Bölüm 12 : Davet

2.8K 98 21
                                    

Ateş'e nereye gideceğimizi sorduğumda bir davet olduğunu söyledi. Elimdeki iki elbiseyi ona gösterirken çatık kaşlarla elbiselere bakıyordu.

"Ne oldu? Kötüler mi?"

"Saçmalama bu kumaş parçalarına elbise mi diyorsun kızım sen? Git elbise giyi."

"Ya çok güzeller seç birini?" İkisinin üzerinde gezindi bakışları. Ve en kapalı olanı yani benim solumdaki elbiseyi gösterdi.

"Tamam bunu giyeceğim." dedim heyecanla sağ elimdeki elbiseyi kaldırarak.
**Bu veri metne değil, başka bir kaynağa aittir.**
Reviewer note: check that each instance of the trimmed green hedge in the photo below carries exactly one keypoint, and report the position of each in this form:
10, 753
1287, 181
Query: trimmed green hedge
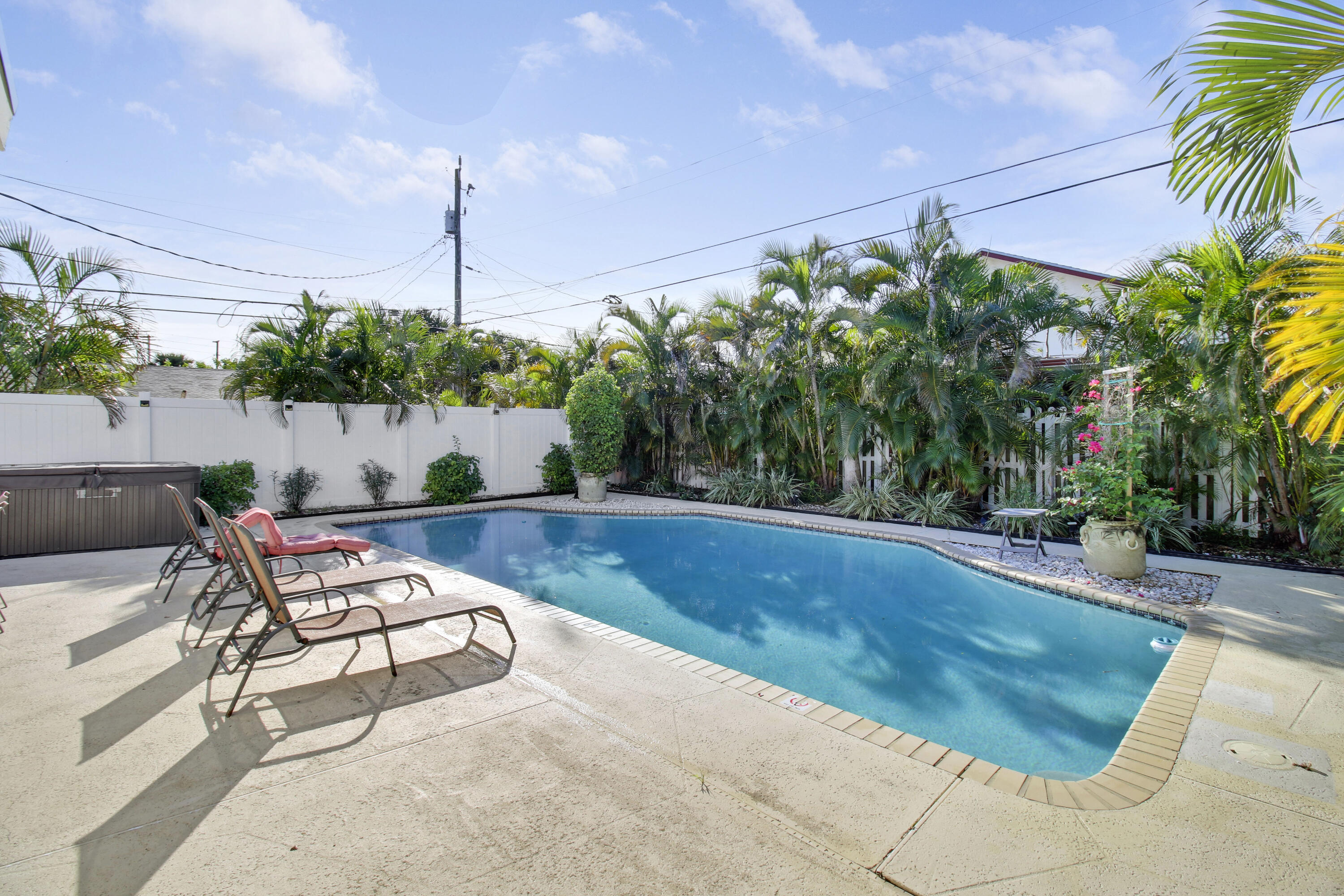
597, 431
453, 478
228, 488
"Yangın.!!" Arkamdan seslendiğinde hızla odaya çıktım. Peşimden gelirken aynadan elbiseyi üzerime tutuyordum. Mat siyah bir elbiseydi. Epey kısa ve göğüs dekoltesi vardı. Sırtı belime kadar inerken dar bir elbiseydi. Gözlerimi üzerimde gezdirdim. Elbiseyi üzerime geçirirken içeri Ateş girdi. Gözleri üzerimde gezindiğinde yüzündeki sırıtışı çatık kaşları ile örtmeye çalışıyordu. Yanıma geldi.

"Bunu giymeyeceksin değil mi güzelim?"

"Giyeceğim bebeğim."

"Giymeyeceksin güzelim."

"Giyeceğim canım." Aynanın karşısından kendime baktığımda oldukça seksi gözüküyordum.

"Bence oldukça güzel ve seksi bir elbise. Bana da çok yakıştı. Ah ah Ayhan'ım olsa çok beğenirdi."

"Kötü olmuş demedim Yangın'ım. Bak sende söylüyorsun, çok güzel ve seksi oldun. Bunu başka adamların yanında giyimene izin vermeyeceğim."

"İddiasına girelim mi?"

"Hım?"

"Ben bu elbiseyi bu gece giyeceğim ve sen bana karışmayacaksın."

"Karşılığında?"

"İstediğin herhangi bir şey."

"Bu ikinci oluyor güzelim, öncekini daha kullanmadım." Gülümsedim. İçten bir şekilde.

"Unutmamışsın."

"Seninle ilgili hiçbir şeyi unutmam."

"İlk gün ne giymiştim?"

"Siyap pantolon, ayrıca o da üzerine çok yapışmıştı ve beni sinir etmişti. Üstünde de bir gömlek vardı. Bileğinde A harfli bir kolye ve saçların beline kadar salıktı." Gülümsedim.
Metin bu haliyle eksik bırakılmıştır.